Configuration Management:Layout 1 10/13/10 4:58 PM Page 71
SERVICE MANAGEMENT REQUIREMENTS FOR A CMDB/CMS
Questions for the speaker and each other
The questions raised in the session were grouped together with our responses.
Are metadata requirements from the wider organisation important?
There are often metadata requirements from the wider organisation and
this is why it is important to include all stakeholders. Examples include
procurement, financial asset management and business operations.
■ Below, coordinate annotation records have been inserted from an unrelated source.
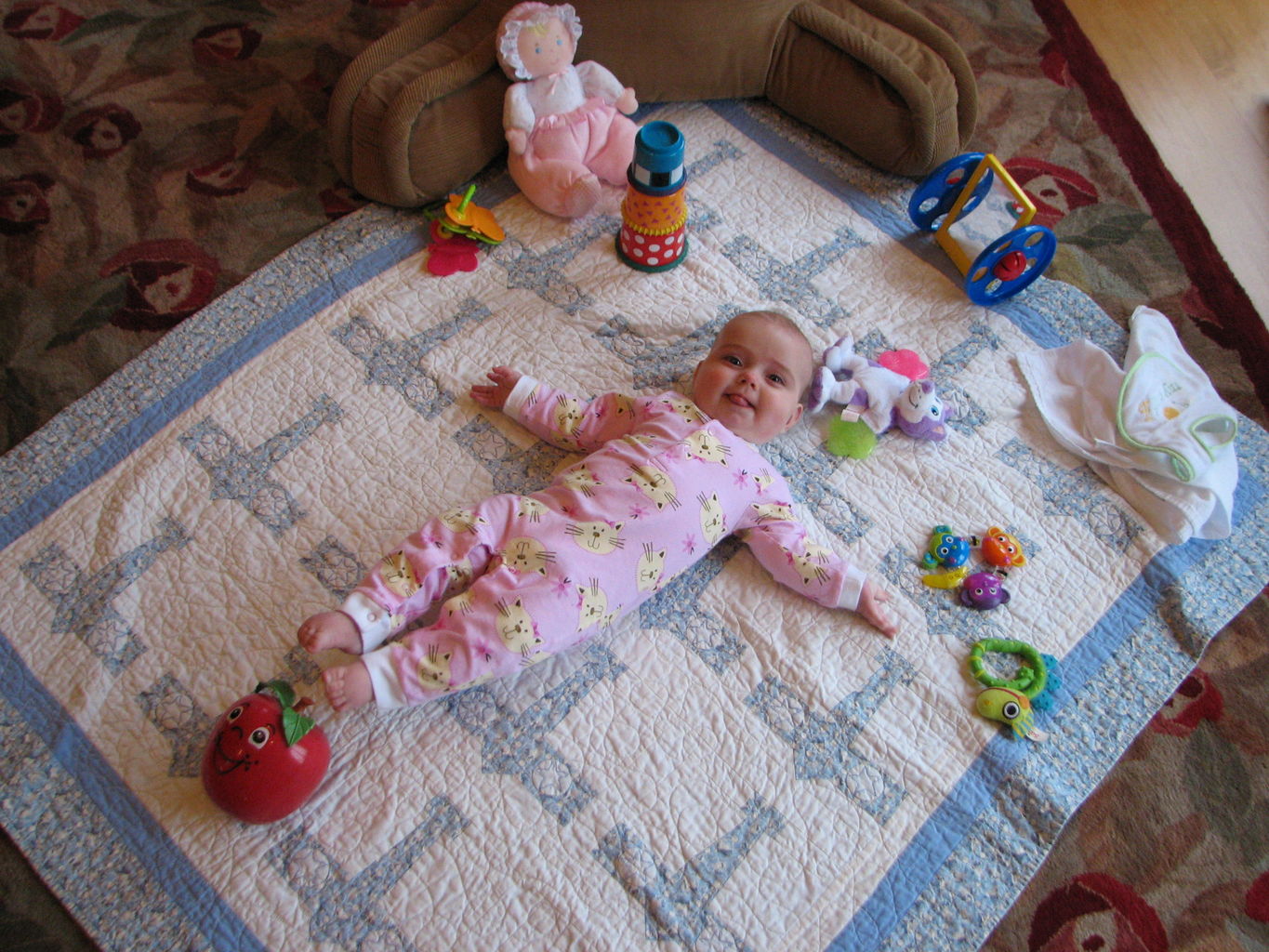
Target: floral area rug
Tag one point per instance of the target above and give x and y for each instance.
(153, 153)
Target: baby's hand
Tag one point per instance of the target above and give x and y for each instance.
(871, 601)
(496, 395)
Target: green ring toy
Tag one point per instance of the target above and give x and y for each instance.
(1032, 674)
(1011, 699)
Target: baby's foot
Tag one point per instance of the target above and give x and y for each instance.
(330, 629)
(348, 685)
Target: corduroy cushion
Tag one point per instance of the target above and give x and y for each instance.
(420, 111)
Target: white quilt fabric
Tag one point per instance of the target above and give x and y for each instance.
(730, 768)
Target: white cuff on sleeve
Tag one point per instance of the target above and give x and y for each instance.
(373, 621)
(519, 393)
(852, 588)
(383, 680)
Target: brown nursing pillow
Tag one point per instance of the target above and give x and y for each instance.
(420, 111)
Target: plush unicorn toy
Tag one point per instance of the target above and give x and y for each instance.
(877, 396)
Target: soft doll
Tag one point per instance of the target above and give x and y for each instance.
(563, 124)
(876, 396)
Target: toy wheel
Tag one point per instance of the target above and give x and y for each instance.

There are requirements to populate the CMDB and requirements that the
service management disciplines have of the CMDB. Should these be done at
the same time? Are CI types requirements or are they solutions to business
requirements?
The requirements should be considered at the same time. Otherwise
updating the CMDB will not meet the stakeholder requirements during
implementation. Configuration identification is the business activity that
defines the scope of configuration management (usually phased), the CI
types, naming standards and relationships between CIs and other records
(change, problem, incident records) and this forms part of the requirements.
When other process requirements are identified, does there need to be a push
back from CMDB to ensure data ownership and maintenance?
When other process and data requirements are identified, they should be
owned by a specific role, for example the CIO, appropriate process owners/
managers and service owners/managers. These requirements should link
into the organisation’s vision, overall service management requirements
and business case for the CMS at each phase of implementation. By doing
this, requirements can be prioritised across different stakeholders.
Chapter 5 provides an example of a pilot of an implementation for one
service that supports service level management, availability management
and change management. The scope of this pilot was clear to the
organisation and there was ownership of the relevant processes and
service. It is better to set clear principles for configuration management,
data ownership and maintenance and have a clear implementation
strategy, then you can be seen to be prioritising within the overall
principles and strategy rather than being seen to ‘push back’. However, if
you have to ‘push back’, you can do so within a clear scope and set of rules.
Are use cases a generic format used across the industry or are they created
in-house to be business specific?
Use cases can be generic where there is standardisation across the
industry. For example generic use cases for impact analysis by incident
management, problem management and change management can be based
on the ITIL practices. Often a generic use case will need to be modified for
an organisation, especially when other disciplines outside IT are involved.
One example is where there is an organisational interface such as between
financial asset management and configuration management.